We examined the impacts of various pathological factors on the development of dementia in a combined group of pAGD and control cases using univariate binomial logistic regression analysis. To minimize the effect of vascular lesions on the development of dementia, cases that had one or more large infarctions and/or two or more lacunae in the neocortex or subcortical nuclei were excluded. As a result, 23 pAGD and 28 control cases were included in this analysis. Independent variables were the age at death, moderate Braak NFT stages (stages 0–II/stages III–IV), Aβ deposits (Thal phase 0/Thal phases 1–5), Saito AG stage (stages I, stage II, and stages II and III, respectively), three density ranges of AGs in the amygdala (one to 49, 50 to 99, and 100 or more per × 400 visual field, respectively), AGs in the amygdala (presence or absence), three density ranges of AGs in the hippocampal CA1 (one to 49, 50 to 99, or 100 or more per × 400 visual field, respectively), AGs in the hippocampal CA1 (presence or absence), AGs in the lateral occipitotemporal gyrus (presence or absence), AGs in the inferior temporal gyrus (presence or absence), AGs in the insular cortex (presence or absence), LATE-NC (presence or absence), moderate LATE-NC stage (stage 2, no pAGD or control case had LATE-NC in stage 3), and moderate to severe neuronal loss stage in the amygdala (stages 0–1/stages 2–3).
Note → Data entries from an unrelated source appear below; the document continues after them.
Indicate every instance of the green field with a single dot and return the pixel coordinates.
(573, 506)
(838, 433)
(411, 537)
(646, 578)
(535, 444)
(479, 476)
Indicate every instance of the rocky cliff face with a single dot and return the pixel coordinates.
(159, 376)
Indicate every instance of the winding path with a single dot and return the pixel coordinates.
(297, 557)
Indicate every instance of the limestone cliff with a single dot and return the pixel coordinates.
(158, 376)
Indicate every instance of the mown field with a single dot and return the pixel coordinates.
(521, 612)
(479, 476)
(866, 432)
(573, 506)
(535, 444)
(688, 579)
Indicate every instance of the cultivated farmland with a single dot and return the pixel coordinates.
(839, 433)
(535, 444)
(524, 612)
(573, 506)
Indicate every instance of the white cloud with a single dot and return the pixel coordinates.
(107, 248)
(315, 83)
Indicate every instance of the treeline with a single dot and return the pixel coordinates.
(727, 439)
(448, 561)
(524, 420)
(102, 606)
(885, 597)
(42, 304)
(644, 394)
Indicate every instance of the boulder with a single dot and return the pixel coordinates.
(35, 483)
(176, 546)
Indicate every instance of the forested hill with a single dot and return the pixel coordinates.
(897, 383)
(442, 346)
Then, to examine the independent effect of AGs on the development of dementia in a combined group of 23 pAGD and 28 control cases, we performed multivariate binomial logistic regression analyses with the age at death, Braak NFT stages III–IV (presence or absence), one of the pathological variables regarding AGs, and LATE-NC (presence or absence) as independent variables. A pathological variable regarding AGs submitted into each model as the independent variable was three density ranges of AGs in the amygdala (one to 49 AGs, 50 to 99 AGs, or 100 or more AGs per × 400 visual field, respectively), three density ranges of AGs in the hippocampal CA1 (one to 49 AGs, 20 to 99 AGs, or 100 or more AGs per × 400 visual field, respectively), AGs in the lateral occipitotemporal gyrus (presence or absence), or AGs in the inferior temporal gyrus (presence or absence), respectively.

Odds ratios (ORs) and 95% confidence intervals (CIs) were calculated. A p value < 0.05 was accepted as significant. Statistical analysis was performed using BellCurve for Excel 2.15 (Social Survey Research Information Co., Ltd., Tokyo, Japan) and EZR (Saitama Medical Center, Jichi Medical University, Saitama, Japan), which is a graphical user interface for R (The R Foundation for Statistical Computing, Vienna, Austria).